Could you imagine these eyes having cataracts? How about not being able to see at all? Those aren't things a 6 year old- or any child- has to worry about,right? Oh how I wish that were true.
I'm a member of a few different support groups and even though I don't post all that often I've gotten some great advice over the years. Uveitis.org is another wonderful resource I've come to rely on. I read something there yesterday that stopped me in my tracks. There was a mother who asked Dr. Foster about her 6 year old daughters chronic uveitis. (Sounds a little too familiar don't ya think??) She had been told by another doctor that no matter what her daughter will develop a cataract due to the steroid drops. It doesn't matter how long or how often the drops are used, the steroid drops cause cataracts. Dr. Foster agrees with the other doctor. He says that in 50% of patients at 850 drops a cataract begins. It doesn't matter if those 850 drops were used in 6 months or over many, many years of use. It will happen and there is nothing that can be done to prevent it. So it looks like we can add cataracts to Jordan's list of issues. I have no idea how many drops we've used in the last 3+ years but it's been a lot. Hopefully she'll go into remission but her eyes are not responding to the Enbrel. I'm afraid we're going to have to move onto Remicade. I've read that most JRA kids with uveitis respond well to Remicade but it's an IV infusion done over a 2 hour period at the hospital. Not exactly something we really want to do. Of course, if it comes down to it we'll do the Remicade.

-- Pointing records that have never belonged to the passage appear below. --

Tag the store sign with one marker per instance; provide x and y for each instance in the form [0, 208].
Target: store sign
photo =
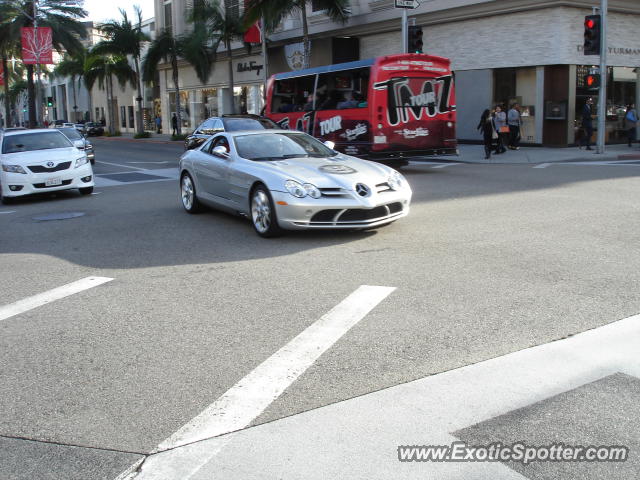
[616, 50]
[249, 67]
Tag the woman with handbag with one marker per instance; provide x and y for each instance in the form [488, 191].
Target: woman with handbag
[488, 133]
[500, 125]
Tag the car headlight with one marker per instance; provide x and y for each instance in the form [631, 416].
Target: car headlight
[312, 190]
[396, 181]
[13, 169]
[295, 189]
[81, 161]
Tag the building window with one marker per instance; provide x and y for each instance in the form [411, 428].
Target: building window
[168, 19]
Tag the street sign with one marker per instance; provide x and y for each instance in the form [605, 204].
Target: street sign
[412, 4]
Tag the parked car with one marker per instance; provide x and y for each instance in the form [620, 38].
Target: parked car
[38, 161]
[283, 179]
[80, 142]
[93, 128]
[226, 123]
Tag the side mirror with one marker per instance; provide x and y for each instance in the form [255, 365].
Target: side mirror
[220, 151]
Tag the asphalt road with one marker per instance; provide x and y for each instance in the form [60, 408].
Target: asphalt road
[493, 259]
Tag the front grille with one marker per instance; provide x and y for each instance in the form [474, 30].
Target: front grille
[43, 185]
[43, 169]
[360, 215]
[383, 187]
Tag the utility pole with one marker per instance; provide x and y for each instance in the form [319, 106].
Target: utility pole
[602, 103]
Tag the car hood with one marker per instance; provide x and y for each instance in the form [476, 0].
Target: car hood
[330, 172]
[36, 157]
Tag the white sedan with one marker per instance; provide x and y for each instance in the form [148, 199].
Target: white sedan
[39, 161]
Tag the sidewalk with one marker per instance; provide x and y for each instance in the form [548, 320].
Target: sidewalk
[475, 154]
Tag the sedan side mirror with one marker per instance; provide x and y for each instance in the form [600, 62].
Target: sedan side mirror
[220, 151]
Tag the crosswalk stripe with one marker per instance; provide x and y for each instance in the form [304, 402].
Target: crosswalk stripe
[40, 299]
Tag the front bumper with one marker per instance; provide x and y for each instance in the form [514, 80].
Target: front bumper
[344, 212]
[32, 183]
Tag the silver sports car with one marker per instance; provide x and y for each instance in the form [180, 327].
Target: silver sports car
[284, 179]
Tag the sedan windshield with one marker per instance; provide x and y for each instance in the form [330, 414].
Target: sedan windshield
[28, 142]
[71, 133]
[278, 146]
[238, 124]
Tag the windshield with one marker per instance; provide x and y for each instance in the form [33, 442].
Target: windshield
[28, 142]
[237, 124]
[278, 146]
[71, 133]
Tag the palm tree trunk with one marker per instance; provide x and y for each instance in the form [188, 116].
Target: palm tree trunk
[140, 128]
[31, 97]
[110, 111]
[174, 66]
[7, 106]
[231, 87]
[305, 36]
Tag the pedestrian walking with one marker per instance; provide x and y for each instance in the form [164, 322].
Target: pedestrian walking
[630, 123]
[485, 126]
[514, 120]
[587, 122]
[502, 129]
[174, 124]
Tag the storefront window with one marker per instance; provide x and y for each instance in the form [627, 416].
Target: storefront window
[621, 91]
[185, 111]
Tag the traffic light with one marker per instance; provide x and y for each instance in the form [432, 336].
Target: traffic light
[414, 40]
[592, 34]
[592, 81]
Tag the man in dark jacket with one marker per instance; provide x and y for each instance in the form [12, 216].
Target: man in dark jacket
[587, 122]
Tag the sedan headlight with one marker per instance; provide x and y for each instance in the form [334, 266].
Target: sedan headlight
[81, 161]
[396, 181]
[302, 190]
[13, 169]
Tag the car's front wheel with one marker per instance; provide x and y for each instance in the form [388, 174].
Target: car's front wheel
[188, 194]
[263, 213]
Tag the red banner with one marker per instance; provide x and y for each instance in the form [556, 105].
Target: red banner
[37, 45]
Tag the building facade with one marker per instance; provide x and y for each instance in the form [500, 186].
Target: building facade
[502, 52]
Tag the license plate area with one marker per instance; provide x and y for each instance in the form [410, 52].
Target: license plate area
[52, 182]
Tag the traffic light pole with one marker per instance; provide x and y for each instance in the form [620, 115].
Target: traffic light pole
[405, 31]
[602, 101]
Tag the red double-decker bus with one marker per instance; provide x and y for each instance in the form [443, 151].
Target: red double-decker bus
[391, 107]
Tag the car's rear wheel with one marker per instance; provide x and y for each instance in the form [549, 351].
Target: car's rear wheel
[188, 194]
[263, 213]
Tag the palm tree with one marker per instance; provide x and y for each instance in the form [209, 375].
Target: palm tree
[72, 67]
[224, 26]
[123, 37]
[273, 12]
[192, 47]
[102, 68]
[60, 15]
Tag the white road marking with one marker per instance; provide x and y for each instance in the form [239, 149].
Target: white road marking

All this has taken a toll on Jordan. She doesn't feel like a regular kid, she doesn't know what it's like to not have JRA & uveitis. Regular kids don't have to stick a needle in their thigh once a week and see 3 or 4 different doctors all the time. Or take medicines that make you feel sick. Not to mention all the blood tests. This disease has taken away enough from Jordan. I'll be damned if it's going to take her sight too.